It’s a common debate in debt that people prioritise in certain ways based on certain behaviours. A common one being that it is rational to pay off a credit card because that is what buys the shopping or puts fuel in the car.
The belief being that a credit card provides liquidity when needed, but in paying off this debtor first it brushes over two key facts.
1: If you told the credit card holder to go and jump for their money you’d be instantly better off by whatever you owed them, we regularly see settlements done for 10c on the Euro. This saving (assuming it equates to the missed mortgage payment – which is a leap of faith at best) could be used to fund the following month or two for fuel/groceries, and that isn’t to say you couldn’t repeat this process with a mortgage too as a source of financing if you had to, but doing it first is a mistake.

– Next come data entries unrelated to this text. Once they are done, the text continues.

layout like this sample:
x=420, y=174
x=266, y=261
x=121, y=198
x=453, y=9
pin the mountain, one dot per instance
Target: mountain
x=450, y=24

The first rule in personal finance is about prioritisation and while we regularly tell people to burn creditors, I can’t think of a single example when we said miss a mortgage to pay a credit card.
There are others who disagree as is their want, but unlike them we are a regulated financial advisory firm, members of our firm are qualified financial advisor’s, accountants, auditors, mortgage advisor’s and the like, we don’t have PhD’s, this is not an academic study for us, it’s real life and in real life you don’t support unsecured creditors.

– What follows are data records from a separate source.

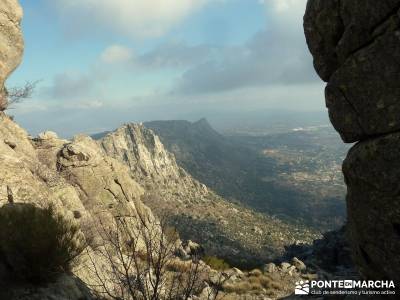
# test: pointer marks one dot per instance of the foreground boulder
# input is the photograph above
(11, 43)
(356, 46)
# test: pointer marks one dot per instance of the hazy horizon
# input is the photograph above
(131, 61)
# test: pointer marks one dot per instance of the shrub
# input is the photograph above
(216, 263)
(36, 244)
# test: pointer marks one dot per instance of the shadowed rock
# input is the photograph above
(356, 50)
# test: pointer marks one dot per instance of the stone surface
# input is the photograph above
(76, 176)
(356, 50)
(372, 171)
(11, 43)
(356, 46)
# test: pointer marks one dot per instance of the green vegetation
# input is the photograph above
(37, 244)
(216, 263)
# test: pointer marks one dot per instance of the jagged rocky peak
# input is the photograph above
(149, 161)
(11, 43)
(356, 50)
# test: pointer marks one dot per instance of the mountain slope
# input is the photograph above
(240, 168)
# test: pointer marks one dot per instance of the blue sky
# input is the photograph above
(105, 62)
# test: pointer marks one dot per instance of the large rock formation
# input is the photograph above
(356, 49)
(11, 43)
(222, 228)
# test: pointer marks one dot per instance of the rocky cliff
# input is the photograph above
(356, 46)
(224, 229)
(76, 177)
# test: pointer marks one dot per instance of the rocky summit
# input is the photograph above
(356, 46)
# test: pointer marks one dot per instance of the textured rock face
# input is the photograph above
(356, 46)
(11, 43)
(83, 183)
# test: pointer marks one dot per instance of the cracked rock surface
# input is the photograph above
(356, 50)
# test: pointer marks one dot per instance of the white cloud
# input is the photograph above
(282, 6)
(137, 18)
(116, 54)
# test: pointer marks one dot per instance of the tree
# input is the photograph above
(16, 95)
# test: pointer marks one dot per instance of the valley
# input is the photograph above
(294, 176)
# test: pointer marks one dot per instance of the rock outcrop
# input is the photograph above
(224, 229)
(356, 46)
(11, 43)
(151, 164)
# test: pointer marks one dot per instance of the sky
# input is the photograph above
(101, 63)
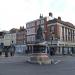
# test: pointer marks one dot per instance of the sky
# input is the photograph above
(16, 13)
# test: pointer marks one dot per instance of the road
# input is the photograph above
(17, 66)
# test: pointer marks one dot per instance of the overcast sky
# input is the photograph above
(15, 13)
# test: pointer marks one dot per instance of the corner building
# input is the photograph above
(60, 35)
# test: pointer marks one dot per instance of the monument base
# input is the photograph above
(40, 58)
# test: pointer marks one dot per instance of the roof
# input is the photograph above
(62, 22)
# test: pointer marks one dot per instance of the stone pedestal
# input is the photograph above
(40, 58)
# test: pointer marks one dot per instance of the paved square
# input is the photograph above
(17, 66)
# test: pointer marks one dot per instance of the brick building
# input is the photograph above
(60, 35)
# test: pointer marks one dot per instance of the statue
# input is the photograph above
(39, 35)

There are those who say paying the credit card is ok but also that we should have burned unsecured bond holders… That is an inherent contradiction of terms in that as to how unsecured creditors should be treated.

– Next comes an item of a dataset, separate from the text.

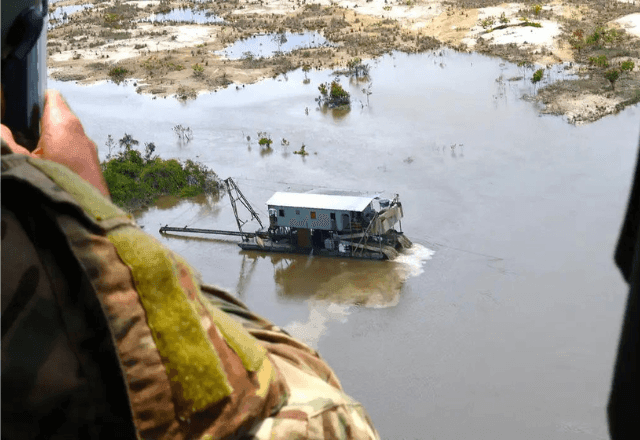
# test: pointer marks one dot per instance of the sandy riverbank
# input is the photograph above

2: If you miss a mortgage payment and pay zero as one bank has claimed over a third of their borrowers do. Then you aren’t ‘unable’ to pay, you are ‘unwilling’, even a payment of €10 shows a level of sincerity that will get a judge on your side should you end up in court. If payments (collectors relate this) go from say €900 to zero, then a wage cut usually isn’t the driver or it would go down by the wage cut amount (if it was a €900 wage cut then obviously it makes sense), that the loan goes to zero is a reflection of bad financial management.
This leads to a separate argument of whether or not an inability to make an adjustment is strategic or just bad management.
You are better off paying something to the mortgage lender and zero to the credit card, even from a cost of financing and settlement point of view. If you don’t pay a credit card or pay late their rates are 18%, use a missed mortgage payment as a form of financing and the rate is often only 1/10th of that amount (cost of financing), and while a credit card will often settle after default on 10c in the Euro, no mortgage will get a 90% write down (settlement point of view).
This all leads to the issue of strategic defaults which long before it became popular we had estimated was about 10% on home loans and up to 25% on buy to lets. AIB think it’s 20% across the board, in their defence AIB at least have some data from collections teams to work on which means those refuting it lack an empirical backstop. Equally, that AIB haven’t given any data, methodology or further inspection and have kept everything internal means that they could be taking a certain view which under scrutiny nobody else would have.
Even if everybody was allowed to look at the standard financial statements and bank accounts to determine who the can’t or won’t pay people are it would result in a dispute because of arguments like this, where one side says paying a credit card makes sense and the other doesn’t. For our part, as practitioners we don’t think it makes sense, others disagree.